I’m lying in bed, crocheting something, and listening to my Kindle read out loud a book called Failure is Not An Option, about being in Mission Control during the early days of the American space program.
And I realize that I’m not alone. My dad’s here with me, and he’s just as interested in all this as I am. There’s no sense of him communicating with me, and no sense that he needs to – or even that he should, to put it more bluntly. Just being there is enough. But it’s a very distinct sort of presence, it’s a kind that’s thoroughly uninvasive (invasive presences claiming to be dead relatives are a bad, bad sign) and that has not even announced itself to me – I only noticed it because I know how to look for things like that. He would probably be just as okay with it if I hadn’t noticed, and he would never have pushed his way into my awareness just because he wanted to.
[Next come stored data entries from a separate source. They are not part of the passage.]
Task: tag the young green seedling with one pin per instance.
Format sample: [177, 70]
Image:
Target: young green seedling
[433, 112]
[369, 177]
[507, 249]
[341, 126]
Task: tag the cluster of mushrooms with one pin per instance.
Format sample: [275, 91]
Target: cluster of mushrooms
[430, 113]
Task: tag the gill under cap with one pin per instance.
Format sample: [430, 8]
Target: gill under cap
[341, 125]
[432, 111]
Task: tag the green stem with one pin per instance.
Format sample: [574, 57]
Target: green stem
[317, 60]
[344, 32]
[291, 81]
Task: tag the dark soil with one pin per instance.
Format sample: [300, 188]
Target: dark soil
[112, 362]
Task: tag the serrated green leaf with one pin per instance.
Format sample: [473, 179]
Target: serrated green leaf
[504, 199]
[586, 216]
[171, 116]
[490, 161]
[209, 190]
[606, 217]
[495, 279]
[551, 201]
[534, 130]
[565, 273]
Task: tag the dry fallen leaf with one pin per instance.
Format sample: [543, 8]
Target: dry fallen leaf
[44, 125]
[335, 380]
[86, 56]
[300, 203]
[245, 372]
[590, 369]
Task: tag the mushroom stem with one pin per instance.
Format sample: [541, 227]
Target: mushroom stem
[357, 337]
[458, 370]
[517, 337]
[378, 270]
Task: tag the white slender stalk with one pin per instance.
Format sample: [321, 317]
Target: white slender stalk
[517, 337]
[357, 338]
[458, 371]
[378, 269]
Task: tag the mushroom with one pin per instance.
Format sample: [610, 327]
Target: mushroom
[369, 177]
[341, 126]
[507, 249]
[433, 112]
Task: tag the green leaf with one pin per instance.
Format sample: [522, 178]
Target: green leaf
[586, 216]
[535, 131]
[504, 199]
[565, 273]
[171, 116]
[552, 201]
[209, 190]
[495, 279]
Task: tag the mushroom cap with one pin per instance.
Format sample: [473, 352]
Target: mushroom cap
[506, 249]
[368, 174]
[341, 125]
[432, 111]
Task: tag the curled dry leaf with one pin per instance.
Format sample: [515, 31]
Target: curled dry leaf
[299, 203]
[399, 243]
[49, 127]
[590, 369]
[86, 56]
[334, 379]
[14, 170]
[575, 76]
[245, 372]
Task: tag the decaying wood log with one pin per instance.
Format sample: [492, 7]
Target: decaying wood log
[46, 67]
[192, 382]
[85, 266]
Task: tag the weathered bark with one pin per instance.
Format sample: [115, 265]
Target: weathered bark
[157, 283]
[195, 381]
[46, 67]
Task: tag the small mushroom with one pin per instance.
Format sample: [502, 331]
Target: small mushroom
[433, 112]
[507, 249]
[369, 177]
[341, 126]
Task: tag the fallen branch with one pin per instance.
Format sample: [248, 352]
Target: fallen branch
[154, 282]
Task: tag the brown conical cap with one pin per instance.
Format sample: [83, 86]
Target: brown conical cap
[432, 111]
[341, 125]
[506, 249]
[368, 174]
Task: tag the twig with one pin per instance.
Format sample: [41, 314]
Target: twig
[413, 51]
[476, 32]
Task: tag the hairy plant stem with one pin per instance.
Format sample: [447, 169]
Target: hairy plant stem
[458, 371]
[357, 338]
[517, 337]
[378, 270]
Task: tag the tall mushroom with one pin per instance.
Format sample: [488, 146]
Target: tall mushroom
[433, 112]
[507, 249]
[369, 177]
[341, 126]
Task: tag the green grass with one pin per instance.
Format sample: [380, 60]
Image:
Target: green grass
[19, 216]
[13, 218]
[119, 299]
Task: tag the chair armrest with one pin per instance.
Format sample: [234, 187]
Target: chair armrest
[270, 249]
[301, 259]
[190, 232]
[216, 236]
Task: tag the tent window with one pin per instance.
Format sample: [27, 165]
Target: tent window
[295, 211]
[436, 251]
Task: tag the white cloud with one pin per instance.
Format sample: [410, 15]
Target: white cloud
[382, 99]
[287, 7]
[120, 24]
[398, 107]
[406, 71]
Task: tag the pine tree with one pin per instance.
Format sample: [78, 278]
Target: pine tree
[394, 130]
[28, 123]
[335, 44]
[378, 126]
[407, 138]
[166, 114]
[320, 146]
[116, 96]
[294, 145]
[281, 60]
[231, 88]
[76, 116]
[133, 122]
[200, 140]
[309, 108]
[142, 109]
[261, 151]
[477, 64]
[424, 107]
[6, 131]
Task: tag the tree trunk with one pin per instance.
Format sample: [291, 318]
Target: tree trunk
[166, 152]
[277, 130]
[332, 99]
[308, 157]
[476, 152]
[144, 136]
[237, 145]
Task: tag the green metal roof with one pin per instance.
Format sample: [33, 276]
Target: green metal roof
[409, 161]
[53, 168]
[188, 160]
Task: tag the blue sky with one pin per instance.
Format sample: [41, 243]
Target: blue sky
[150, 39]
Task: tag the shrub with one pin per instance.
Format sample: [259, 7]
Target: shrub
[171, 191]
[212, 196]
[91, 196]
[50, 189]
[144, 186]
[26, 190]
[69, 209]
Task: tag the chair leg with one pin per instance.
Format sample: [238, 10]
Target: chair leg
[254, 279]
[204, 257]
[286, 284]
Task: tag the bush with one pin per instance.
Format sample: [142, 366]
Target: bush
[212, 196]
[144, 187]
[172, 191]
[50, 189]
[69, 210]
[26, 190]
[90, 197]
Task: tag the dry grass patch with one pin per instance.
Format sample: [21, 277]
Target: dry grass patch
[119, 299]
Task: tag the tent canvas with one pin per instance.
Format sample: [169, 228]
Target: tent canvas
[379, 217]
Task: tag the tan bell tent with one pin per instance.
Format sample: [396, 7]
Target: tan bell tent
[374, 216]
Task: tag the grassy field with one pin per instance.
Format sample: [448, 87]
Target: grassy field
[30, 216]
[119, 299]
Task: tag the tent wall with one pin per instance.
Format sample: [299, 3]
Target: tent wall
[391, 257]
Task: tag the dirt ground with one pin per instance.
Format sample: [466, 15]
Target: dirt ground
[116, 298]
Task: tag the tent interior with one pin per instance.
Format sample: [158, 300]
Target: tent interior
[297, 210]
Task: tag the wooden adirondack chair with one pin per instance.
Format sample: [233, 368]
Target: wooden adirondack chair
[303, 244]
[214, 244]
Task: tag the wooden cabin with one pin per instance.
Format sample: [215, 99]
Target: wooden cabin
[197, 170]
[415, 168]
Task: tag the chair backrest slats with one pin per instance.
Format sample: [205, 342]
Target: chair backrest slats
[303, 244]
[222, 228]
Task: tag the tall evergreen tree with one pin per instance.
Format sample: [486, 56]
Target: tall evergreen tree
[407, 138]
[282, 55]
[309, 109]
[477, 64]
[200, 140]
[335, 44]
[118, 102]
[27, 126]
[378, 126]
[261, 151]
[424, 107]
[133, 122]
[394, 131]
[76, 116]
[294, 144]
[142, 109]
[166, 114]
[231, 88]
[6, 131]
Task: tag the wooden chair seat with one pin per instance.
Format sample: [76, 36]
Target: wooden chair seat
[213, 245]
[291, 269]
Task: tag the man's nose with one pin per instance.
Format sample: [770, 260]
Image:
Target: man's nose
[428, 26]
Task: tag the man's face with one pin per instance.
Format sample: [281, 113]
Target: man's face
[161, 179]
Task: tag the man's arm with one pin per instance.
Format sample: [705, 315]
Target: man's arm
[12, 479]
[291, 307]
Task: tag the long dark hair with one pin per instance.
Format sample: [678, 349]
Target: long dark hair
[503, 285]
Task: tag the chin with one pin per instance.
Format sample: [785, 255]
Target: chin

But the fact that he occasionally hangs around is cool. (And only made possible, ironically, by the fact that when he first died he walked into it knowing he might never get a chance to hang around any of us again, and that this was the risk he took in getting dissolved into love. But it’s only through getting dissolved into love that you can ever hang around your loved ones as yourself. It’s hard to explain, because reality gets very weird in these areas and we don’t really have language set up to deal with it.)
Anyway, hi Ron, and I wish i could’ve sat and listened to this with you while you were alive. But at least the chance hasn’t totally gone away. I thought of you when I downloaded the book, but I didn’t expect you to show up.